After some delays, our train did manage to make it to Penn Station, after which the railroad completely shut down, stranding hordes of rush hour commuters. (As we later learned, the tracks were littered with uprooted trees, and the storm had wreaked havoc throughout much of New York City.)

But we went off to see the play, figuring that by the time we were finished with theater and dinner, everything would be back to normal. Ha!

As it turned out, more than 24 hours would elapse before the LIRR would fully recover. So our path home to Bayside, Queens was a challenge, involving an unfamiliar combo of train, subway, and bus.

Relieved to finally be home, we were greeted by an unwelcome discovery — the tallest tree in our backyard had relocated to our neighbor’s yard.

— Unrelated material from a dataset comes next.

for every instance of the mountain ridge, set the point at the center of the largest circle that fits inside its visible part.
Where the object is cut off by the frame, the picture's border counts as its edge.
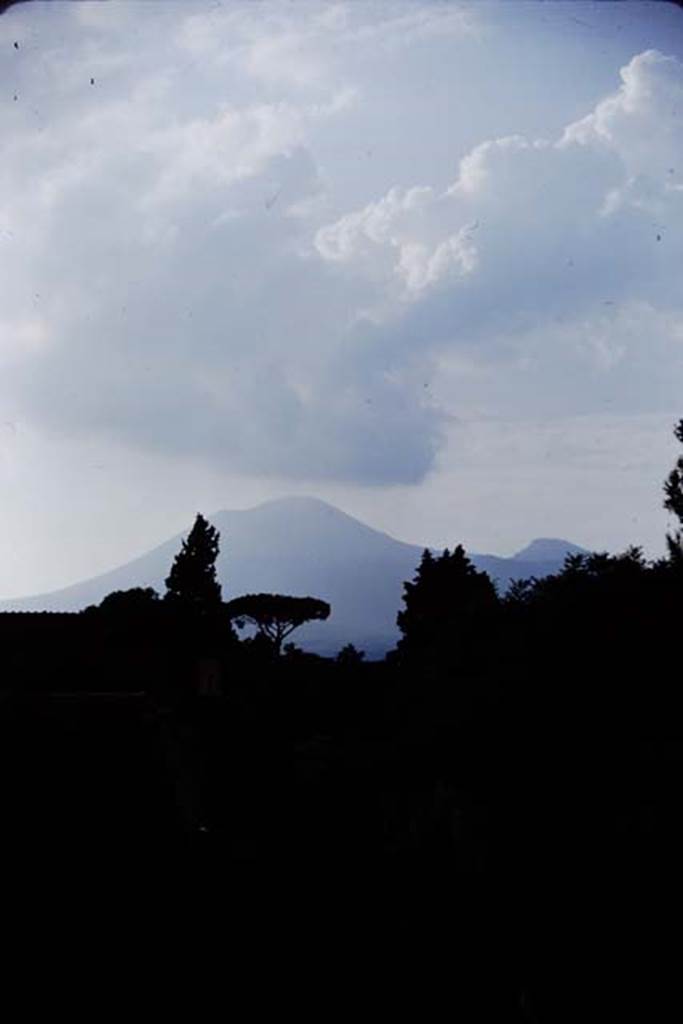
(305, 547)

Well, at least the play wasn’t bad — It Must Be Him, starring Peter Scolari and Liz Torres. Not great mind you — not even close. But everything’s relative.

Yard Yarns (Limerick and Haiku Prompt)

Friday, March 14th, 2008

Today’s limerick and haiku theme is yards and/or gardens. First, my limerick: 

I admit that I’m bad with a rake,
And disposing of leaves makes me quake.
So that pile—I ignored it,
But then was rewarded
With saplings—benign neglect’s wake.

And here’s my haiku: 

Milk, juice, chicken breasts
Plunged into backyard snow drifts:
My fridge on the fritz.

Now, of course, it’s your turn. Your assignment, should you choose to accept it, is to write a limerick or haiku (or both) about yards and/or gardens. When you’ve posted your verse, please return here and add a direct link to your themed poetry.

(If you need some tips on limerick or haiku writing, I link to some helpful sites here.)